In addition to Georgia, Mississippi and Vermont, 13 other states have issued RFP without having their governors announce an “opt-in/opt-out” decision to date: Alabama, Colorado, Georgia, Massachusetts, Mississippi, Missouri, New Hampshire, North Carolina, Oklahoma, Pennsylvania, Rhode Island, Vermont and Wisconsin. Of these states, New Hampshire is only state to announce the winner of its procurement—Rivada Networks.

FirstNet released its initial state plans on June 19 and made them actionable, so governors would have the opportunity to “opt-in” to FirstNet early, as well as after the official state plans were released on Sept. 29. Thus far, 23 states—Virginia, Wyoming, Arkansas, Kentucky, Iowa, New Jersey, West Virginia, New Mexico, Michigan, Maine, Montana, Arizona, Kansas, Nevada, Hawaii, Alaska, Tennessee, Nebraska, Maryland, Idaho, Texas and Minnesota—had announced their “opt-in” decisions, as did the U.S. Virgin Islands and Puerto Rico territories.

Of these “opt-in” states and territories, two—Michigan and Arizona—issued an RFP exploring alternative-RAN options before announcing the “opt-in” decision.

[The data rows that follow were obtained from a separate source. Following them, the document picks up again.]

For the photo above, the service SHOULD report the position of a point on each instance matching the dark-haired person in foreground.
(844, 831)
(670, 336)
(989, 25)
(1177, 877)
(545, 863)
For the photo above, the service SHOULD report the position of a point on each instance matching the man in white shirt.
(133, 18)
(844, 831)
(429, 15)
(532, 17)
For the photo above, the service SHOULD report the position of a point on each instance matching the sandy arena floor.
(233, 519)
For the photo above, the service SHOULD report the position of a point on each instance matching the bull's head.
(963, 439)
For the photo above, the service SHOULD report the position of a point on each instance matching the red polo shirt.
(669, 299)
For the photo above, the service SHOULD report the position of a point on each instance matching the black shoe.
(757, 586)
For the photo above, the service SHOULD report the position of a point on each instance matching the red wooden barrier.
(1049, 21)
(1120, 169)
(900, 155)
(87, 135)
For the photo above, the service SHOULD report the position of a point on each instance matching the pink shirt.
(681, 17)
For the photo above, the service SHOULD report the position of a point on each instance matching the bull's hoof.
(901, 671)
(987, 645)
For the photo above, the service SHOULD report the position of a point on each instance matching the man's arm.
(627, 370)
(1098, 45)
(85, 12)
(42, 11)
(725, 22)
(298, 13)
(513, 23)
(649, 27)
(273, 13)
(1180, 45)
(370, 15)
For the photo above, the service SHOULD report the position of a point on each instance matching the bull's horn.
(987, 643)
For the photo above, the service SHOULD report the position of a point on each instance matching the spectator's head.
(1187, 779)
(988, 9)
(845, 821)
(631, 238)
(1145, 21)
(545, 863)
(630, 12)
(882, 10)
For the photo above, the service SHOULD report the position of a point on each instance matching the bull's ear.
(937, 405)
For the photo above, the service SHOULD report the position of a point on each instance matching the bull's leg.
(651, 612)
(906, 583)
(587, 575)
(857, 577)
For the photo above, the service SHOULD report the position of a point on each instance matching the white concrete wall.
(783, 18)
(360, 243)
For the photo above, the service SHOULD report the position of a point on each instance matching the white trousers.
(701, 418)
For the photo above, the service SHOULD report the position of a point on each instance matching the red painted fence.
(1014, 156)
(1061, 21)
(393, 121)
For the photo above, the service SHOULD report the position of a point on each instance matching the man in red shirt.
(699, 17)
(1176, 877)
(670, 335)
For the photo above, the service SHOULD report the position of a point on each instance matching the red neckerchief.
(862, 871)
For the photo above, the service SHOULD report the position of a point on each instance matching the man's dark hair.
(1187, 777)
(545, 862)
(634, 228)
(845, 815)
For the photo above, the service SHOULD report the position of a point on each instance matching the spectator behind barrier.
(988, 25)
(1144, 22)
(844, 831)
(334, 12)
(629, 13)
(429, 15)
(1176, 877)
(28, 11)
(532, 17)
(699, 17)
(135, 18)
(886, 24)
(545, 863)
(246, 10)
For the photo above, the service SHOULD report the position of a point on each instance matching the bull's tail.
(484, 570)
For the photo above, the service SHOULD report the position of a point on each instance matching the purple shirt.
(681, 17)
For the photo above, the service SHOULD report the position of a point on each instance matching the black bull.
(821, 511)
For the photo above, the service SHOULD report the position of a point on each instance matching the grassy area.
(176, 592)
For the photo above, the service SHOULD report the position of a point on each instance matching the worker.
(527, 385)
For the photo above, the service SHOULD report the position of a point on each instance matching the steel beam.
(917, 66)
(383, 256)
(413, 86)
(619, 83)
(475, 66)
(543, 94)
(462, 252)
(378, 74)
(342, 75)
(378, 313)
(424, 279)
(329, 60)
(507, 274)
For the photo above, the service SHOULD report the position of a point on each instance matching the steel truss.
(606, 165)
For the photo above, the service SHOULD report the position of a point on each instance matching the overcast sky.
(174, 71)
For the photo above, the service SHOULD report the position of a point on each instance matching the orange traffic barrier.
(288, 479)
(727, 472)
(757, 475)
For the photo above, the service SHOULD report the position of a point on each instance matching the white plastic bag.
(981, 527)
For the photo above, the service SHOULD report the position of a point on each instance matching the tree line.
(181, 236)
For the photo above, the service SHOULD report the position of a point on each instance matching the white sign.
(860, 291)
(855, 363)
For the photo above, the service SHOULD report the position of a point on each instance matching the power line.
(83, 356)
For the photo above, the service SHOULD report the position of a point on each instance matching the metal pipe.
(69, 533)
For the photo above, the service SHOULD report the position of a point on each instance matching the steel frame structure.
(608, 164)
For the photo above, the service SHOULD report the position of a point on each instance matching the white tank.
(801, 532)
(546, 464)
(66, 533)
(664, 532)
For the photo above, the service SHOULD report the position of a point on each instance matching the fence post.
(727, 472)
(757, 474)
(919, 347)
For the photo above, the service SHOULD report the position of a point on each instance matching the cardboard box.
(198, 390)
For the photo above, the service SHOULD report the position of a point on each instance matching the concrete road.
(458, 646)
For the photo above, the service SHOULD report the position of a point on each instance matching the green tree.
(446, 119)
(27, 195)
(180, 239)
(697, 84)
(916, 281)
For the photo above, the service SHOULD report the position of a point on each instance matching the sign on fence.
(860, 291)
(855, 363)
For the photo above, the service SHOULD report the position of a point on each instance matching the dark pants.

AT&T will build the FirstNet RAN in “opt-in” states or territories at no cost to each jurisdiction, although local public-safety entities will be responsible for paying subscription costs and end-user device expenses. However, the law that established FirstNet stipulates that individual public-safety agencies and potential first-responder users are not required to subscribe to the FirstNet service.

AT&T officials have stated that deployment of LTE on the 700 MHz Band 14 spectrum licensed to FirstNet could begin as early as this year in certain parts of the country. Public-safety agencies in “opt-in” states are eligible to sign FirstNet contracts that give first responders priority access across AT&T’s commercial networks immediately and preemptive access by the end of the year.